This perspective can be detrimental when it comes to creating digital content, however. Rules don’t always transfer neatly from industry to industry, organization to organization, or even channel to channel. That’s because every writing or grammar “rule” that your writers follow is (or should be) precipitated by a design choice to follow said rule.

Applying the guidance of the AP Stylebook to your digital content is a choice.

Using sentence case, title case, or initial-caps on your buttons is a choice.

Centering user-needs in your content planning is a choice.

Heck, even spelling things “correctly” is a choice.

Writing and design rules (or principles or best practices or whatever you prefer) exist, certainly, but those rules aren’t forces of nature. They aren’t universal constants. They are options. They are design choices.

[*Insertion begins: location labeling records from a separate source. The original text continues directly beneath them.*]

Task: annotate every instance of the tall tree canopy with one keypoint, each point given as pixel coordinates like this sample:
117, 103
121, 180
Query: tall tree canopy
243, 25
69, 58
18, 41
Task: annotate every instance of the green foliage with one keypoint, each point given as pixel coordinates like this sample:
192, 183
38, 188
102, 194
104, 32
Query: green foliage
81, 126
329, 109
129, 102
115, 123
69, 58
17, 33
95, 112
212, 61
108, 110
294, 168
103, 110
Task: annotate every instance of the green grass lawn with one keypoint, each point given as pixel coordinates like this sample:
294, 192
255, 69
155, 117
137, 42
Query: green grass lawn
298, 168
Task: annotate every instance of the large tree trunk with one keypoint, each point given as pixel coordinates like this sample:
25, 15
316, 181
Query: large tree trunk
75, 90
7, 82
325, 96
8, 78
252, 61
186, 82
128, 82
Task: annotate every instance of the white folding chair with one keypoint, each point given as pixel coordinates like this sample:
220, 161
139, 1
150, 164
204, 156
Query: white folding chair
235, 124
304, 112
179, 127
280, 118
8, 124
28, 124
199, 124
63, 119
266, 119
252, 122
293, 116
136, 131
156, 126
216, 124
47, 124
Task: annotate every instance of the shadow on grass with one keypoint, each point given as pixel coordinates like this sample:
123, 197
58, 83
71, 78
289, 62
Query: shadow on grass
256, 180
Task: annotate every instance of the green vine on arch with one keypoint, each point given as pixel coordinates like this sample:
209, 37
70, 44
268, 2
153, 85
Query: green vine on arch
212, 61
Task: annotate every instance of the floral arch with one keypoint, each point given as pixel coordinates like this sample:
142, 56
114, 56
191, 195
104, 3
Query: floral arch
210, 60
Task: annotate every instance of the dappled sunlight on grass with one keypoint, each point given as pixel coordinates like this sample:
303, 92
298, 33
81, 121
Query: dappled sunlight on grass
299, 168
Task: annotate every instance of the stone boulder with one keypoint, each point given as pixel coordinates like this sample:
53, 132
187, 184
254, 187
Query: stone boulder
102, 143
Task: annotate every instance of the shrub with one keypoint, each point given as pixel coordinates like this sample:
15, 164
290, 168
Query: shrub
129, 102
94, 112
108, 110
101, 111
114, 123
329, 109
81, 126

Rules are the choice to repeat a choice over and over, automatically. When you create a rule, you are making a design choice that says: “This is a good way to do this, and we want to keep doing it this way.”

And friend, do I love rules! Rules create efficiencies and automations. Rules eliminate needless conversations, wasteful back-and-forth, hemming and hawing. Decide, apply, move on. Rules are the most necessary ingredient for creating honest-to-goodness process: that set of logic and procedures that turns similar inputs into similar outputs. Rules are what content strategy, design ops, and most especially digital governance are all about.

That’s why I love rules. But we do have to choose our rules.

When design and product teams simply assume or inherit rules based on “best practices”, the only decision they’ve made is to skip over critical thinking. Much like design principles, business goals, or anything else that guides your product work, the “rules” of grammar, style, and usage that apply to your products should be considered, evaluated, and implemented in an intentional way. Rules are made to be chosen.

This philosophy – that there aren’t really any universal writing rules, just choices – informs how I approach teaching writing in a design context. I find that focusing on intention, on what you’re trying to accomplish with your writing, for whom, and why, is more interesting and motivating to people than a litany of abstract rules about subject-verb agreement or participles or whatever.

Teach the choice, teach how to think, and you’ll have better, happier writers.